To make the second line look nicer, I’ve also multiplied and divided by $\Omega$, so that the $t$’s and $\Omega$’s show up with the same number of powers.

Now some beautifully simple sums are again staring us in the face. On the first line, the sum in parentheses is just $\cos(\Omega t)$, and on the second line the sum is $\sin(\Omega t)$. And so the matrix exponential simplifies to

$$ e^{tM} = \cos(\Omega t) I + \frac{1}{\Omega} \sin(\Omega t) M. $$

Or, writing out the matrix,

$$ e^{tM} = \begin{pmatrix} \cos(\Omega t) & \frac{1}{m\Omega}\sin(\Omega t)\\ -m\Omega \sin(\Omega t) & \cos(\Omega t) \end{pmatrix}. $$

Thus, to get the solution to Hamilton’s equations, we act this matrix on our initial condition vector,

$$ \begin{pmatrix} x(t)\\p(t)\end{pmatrix} =\begin{pmatrix} \cos(\Omega t) & \frac{1}{m\Omega}\sin(\Omega t)\\ -m\Omega \sin(\Omega t) & \cos(\Omega t) \end{pmatrix} \begin{pmatrix} x_0\\0\end{pmatrix}, $$

and we find

$$ \begin{pmatrix} x(t)\\p(t)\end{pmatrix}= \begin{pmatrix} x_0 \cos(\Omega t) \\ -m\Omega x_0 \sin(\Omega t)\end{pmatrix}. $$

Lo and behold, we obtain $x(t) = x_0 \cos(\Omega t)$ yet again!
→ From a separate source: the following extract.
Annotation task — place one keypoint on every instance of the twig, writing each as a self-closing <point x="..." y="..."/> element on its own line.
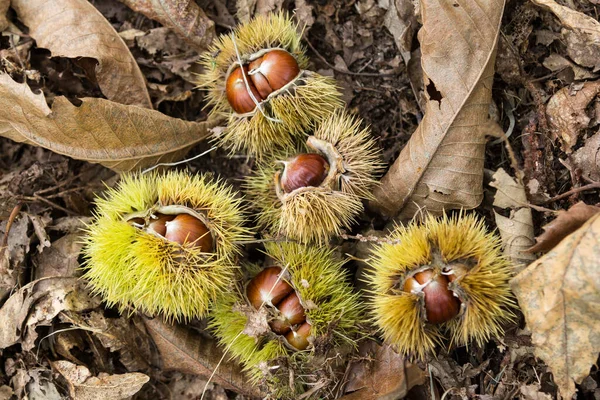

And of course the second line is the corresponding momentum, $m$ times the derivative of $x(t)$.

So I hope I’ve convinced you of how powerful Hamilton’s method is, of converting a second-order equation into a pair of first-order equations. Both for explicitly solving the equation with the matrix exponential, but also for visualizing the behavior of the solution as a flow on phase space.

Conclusion

We’ve now seen how to solve the harmonic oscillator equation with five different, increasingly sophisticated techniques!

Again, nobody’s saying you actually should use Laplace transforms or matrix exponentials to solve such a simple differential equation. But as you work your way up in physics, you’re quickly going to start running into more challenging differential equations where the methods you’ve gotten a glimpse of here become invaluable.

And it’s always a good idea to start learning advanced tools like these by first seeing how to apply them to a simple setup where you already know the solution, before you jump straight into trying to solve much more difficult problems where these tools do become essential.

Let me wrap up with a few last comments. First, this was hardly a complete list. There are many different strategies for solving differential equations that I didn’t cover here, and the best one to use depends on the equation you’re trying to solve. For example, one of the most ubiquitous in physics is the method of Green functions, which is also one of my favorites. But that really deserves a dedicated lesson.

Second, a really useful approach for solving hard differential equations is to try to tackle them in a special limit where they become simpler. I talked more about that in my lesson about Taylor series.

And third, remember that it’s not cheating to use a computer to help you solve a differential equation. Either by finding an exact solution, or a numerical approximation to the solution. There are lots of different tools for doing that, but one place to start is just to type your equation into wolframalpha.com.